I am pleased to report that my new paper "A population genetics-phylogenetics approach to inferring natural selection" is published today in PLoS Genetics. This is the culmination of two years work at the University of Chicago with Molly Przeworski, plus a good deal of follow-up since I moved to Oxford. In the paper we introduce a new way of combining population genetics and phylogenetics models of natural selection, and a statistical method (gammaMap) for estimating parameters under the model. From a collection of sequences within one or more species - in the paper, we use 100 X-linked coding sequences that Peter Andolfatto produced in Drosophila melanogaster and D. simulans - the method allows you to estimate the distribution of fitness effects within each lineage, and localize the signal of selection using a Bayesian sliding window approach. Using Ryan Hernandez's simulator SFSCODE we tested the method for robustness to demographic change and linkage disequilbrium, and we investigated the effect that common assumptions concerning spatial variation in selection coefficients (sitewise, genewise and sliding window approaches) have on inference of selection. During the winter break I will work on compiling the program for different platforms and writing the documentation, with a view to releasing the software early in the New Year. Subscribe to this blog for updates or - if you are too impatient to wait - send me an email.

Discovering the distribution of fitness effects

At this year's Society for Molecular Biology and Evolution meeting in Lyon I presented ongoing work estimating the distribution of fitness effects, which is a collaborative venture with Molly Przeworski and Peter Andolfatto. Earlier versions of this research appeared in talks I presented at Chicago in December (Ecology and Evolution Departmental seminar) and Liverpool in January (UK Population Genetics Group meeting), and it follows on from last year's SMBE presentation in which I discussed methods to tease out sub-genic variation in selection pressure.

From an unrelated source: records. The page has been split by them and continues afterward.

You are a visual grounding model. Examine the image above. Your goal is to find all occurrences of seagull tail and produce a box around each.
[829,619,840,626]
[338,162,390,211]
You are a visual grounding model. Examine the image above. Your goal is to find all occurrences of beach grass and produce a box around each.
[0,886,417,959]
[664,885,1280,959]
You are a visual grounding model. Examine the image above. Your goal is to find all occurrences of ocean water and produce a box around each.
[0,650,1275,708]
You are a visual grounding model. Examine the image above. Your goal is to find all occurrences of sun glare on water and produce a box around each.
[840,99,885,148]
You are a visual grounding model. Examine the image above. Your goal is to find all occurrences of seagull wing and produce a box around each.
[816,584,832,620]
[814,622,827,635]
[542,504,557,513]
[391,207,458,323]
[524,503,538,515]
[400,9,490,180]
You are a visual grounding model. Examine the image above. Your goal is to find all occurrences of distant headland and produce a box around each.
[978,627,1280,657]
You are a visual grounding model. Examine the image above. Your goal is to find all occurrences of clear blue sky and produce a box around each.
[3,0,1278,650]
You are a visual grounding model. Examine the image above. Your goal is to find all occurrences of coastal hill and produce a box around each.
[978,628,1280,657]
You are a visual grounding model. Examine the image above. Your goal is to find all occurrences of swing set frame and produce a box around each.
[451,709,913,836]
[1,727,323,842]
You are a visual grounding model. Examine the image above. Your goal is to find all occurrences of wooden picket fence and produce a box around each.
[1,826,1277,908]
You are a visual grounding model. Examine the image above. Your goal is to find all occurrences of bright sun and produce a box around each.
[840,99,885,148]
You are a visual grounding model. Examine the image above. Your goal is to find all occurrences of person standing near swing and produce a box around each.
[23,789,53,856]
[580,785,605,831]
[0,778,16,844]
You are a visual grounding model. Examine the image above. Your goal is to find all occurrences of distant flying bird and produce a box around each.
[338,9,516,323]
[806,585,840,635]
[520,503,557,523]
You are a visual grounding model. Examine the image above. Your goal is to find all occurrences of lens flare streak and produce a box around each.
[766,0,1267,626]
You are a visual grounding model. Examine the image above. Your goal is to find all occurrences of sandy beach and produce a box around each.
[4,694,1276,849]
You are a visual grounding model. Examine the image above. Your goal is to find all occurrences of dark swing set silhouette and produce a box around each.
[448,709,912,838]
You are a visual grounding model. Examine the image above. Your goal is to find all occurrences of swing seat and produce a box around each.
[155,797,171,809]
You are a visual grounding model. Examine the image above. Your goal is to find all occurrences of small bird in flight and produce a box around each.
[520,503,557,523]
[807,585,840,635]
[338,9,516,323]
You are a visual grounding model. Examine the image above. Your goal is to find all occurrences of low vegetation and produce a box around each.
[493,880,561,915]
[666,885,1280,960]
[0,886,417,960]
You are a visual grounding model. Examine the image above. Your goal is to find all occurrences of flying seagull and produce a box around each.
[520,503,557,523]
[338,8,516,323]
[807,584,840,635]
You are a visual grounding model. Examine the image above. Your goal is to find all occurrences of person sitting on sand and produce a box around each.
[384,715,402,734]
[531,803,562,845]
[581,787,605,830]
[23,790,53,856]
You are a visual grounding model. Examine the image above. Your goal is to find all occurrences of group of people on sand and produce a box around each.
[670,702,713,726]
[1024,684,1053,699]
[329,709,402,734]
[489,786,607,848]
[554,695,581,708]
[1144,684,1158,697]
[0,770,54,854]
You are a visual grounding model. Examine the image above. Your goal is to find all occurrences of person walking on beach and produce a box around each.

There is intrinsic interest in the fitness effects of novel mutations in coding regions of the genome, especially the relative frequency of occurrence of neutral, beneficial and deleterious variants. Yet estimating the distribution of fitness effects (the DFE) is also of practical use when localizing the signal of adaptive evolution. The reason is that in Bayesian analyses, the assumed DFE can influence the strength of evidence for or against adaptation at a particular site. Consequently it is preferably to estimate the DFE at the same time as detecting adaptation at individual sites to avoid prior assumptions unduly influencing the results.

Having estimated the DFE, it is of use in quantifying the relative contribution of adaptation versus drift to genome evolution. The figure, taken from my talk in Lyon (slides here), illustrates the idea when a normal distribution is used to estimate the DFE; the relative area of the green to the yellow shaded regions represents the respective contribution of adaptation versus drift in amino acid substitutions accrued along the Drosophila melanogaster lineage.